There are four aspects of window layouts that are likely to be different from one locale to another.
Translation of English to other languages typically increases the length of the text by thirty to fifty percent. You can allow for this expansion by making prompt boxes wider than required for English text. Also, try to limit the length of the English text. This is especially important in contexts where the amount of space is limited, such as the menu bar.
The actual space required for translated text depends largely upon the target language, so your individual requirements may vary. Size these elements according to your anticipated international needs, but recognize that you’ll probably need to make additional changes to the interface regardless of your initial planning.

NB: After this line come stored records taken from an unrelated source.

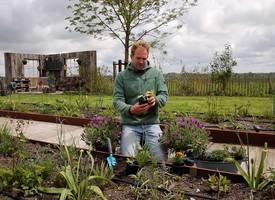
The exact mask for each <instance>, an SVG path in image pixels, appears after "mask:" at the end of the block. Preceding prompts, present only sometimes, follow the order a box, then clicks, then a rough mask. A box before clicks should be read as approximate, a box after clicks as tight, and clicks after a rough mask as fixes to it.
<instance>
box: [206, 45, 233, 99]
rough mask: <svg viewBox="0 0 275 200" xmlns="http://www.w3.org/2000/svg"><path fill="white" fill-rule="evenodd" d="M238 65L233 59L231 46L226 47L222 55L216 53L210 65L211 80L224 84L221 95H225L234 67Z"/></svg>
mask: <svg viewBox="0 0 275 200" xmlns="http://www.w3.org/2000/svg"><path fill="white" fill-rule="evenodd" d="M236 65H237V62H236V61H235V60H234V59H233V57H232V48H231V45H230V44H226V45H225V49H224V51H223V52H222V53H221V54H220V55H219V54H218V53H217V52H216V53H215V55H214V58H213V60H212V61H211V63H210V68H211V78H212V80H213V81H216V82H219V83H222V88H221V90H220V91H219V92H220V94H221V95H223V94H225V90H226V86H227V83H228V81H229V78H230V77H231V76H232V73H233V67H234V66H236Z"/></svg>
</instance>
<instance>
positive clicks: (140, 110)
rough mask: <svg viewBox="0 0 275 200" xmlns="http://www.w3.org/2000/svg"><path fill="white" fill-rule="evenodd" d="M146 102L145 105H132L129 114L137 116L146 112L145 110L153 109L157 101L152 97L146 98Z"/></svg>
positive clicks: (152, 96) (145, 110)
mask: <svg viewBox="0 0 275 200" xmlns="http://www.w3.org/2000/svg"><path fill="white" fill-rule="evenodd" d="M147 101H148V103H145V104H139V103H136V104H134V105H132V106H131V107H130V113H131V114H134V115H139V114H141V113H144V112H146V111H147V110H149V109H150V108H151V107H153V106H154V105H156V103H157V100H156V98H155V97H154V96H151V97H148V98H147Z"/></svg>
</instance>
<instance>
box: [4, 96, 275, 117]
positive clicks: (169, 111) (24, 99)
mask: <svg viewBox="0 0 275 200" xmlns="http://www.w3.org/2000/svg"><path fill="white" fill-rule="evenodd" d="M81 97H83V96H81V95H76V94H13V95H11V96H1V97H0V102H2V101H14V102H24V103H42V102H43V103H47V104H55V103H56V100H57V99H59V100H60V99H65V100H66V101H68V102H71V103H74V102H75V101H76V100H77V99H80V98H81ZM87 98H88V101H89V104H90V105H91V106H96V105H97V103H98V102H99V100H100V97H99V96H94V95H88V96H87ZM102 98H103V104H102V105H103V106H104V107H112V96H102ZM214 102H216V103H215V105H216V109H217V112H219V113H225V114H228V113H232V112H235V110H236V109H238V110H242V111H243V112H244V111H245V110H247V111H248V114H250V115H253V116H266V115H268V114H269V115H271V114H272V105H273V101H272V97H225V96H215V97H211V99H210V102H209V97H208V96H181V97H178V96H171V97H169V100H168V103H167V105H166V106H165V107H164V108H163V110H164V111H167V112H178V113H179V112H191V113H193V112H199V113H206V112H207V111H208V107H209V104H213V103H214Z"/></svg>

Extended character sets may not always be displayed correctly, depending upon the font that’s being used. If you find that characters such as Å or ç aren’t displayed correctly in the Windows version of your application, add the NativeFontLeading=TRUE setting to the defaults file. This setting changes the way fonts are displayed, allowing extra vertical space to accommodate accented uppercase letters.
Some window fields may need to be repositioned to accommodate local standards for data entry or accounting functions. Translating text may require changes to window design, since the size of the text may increase.
When designing graphic elements or icons, be aware that some images may be offensive or inappropriate in certain cultures or contexts. We recommend that you verify that the graphics in your application are appropriate for the target country.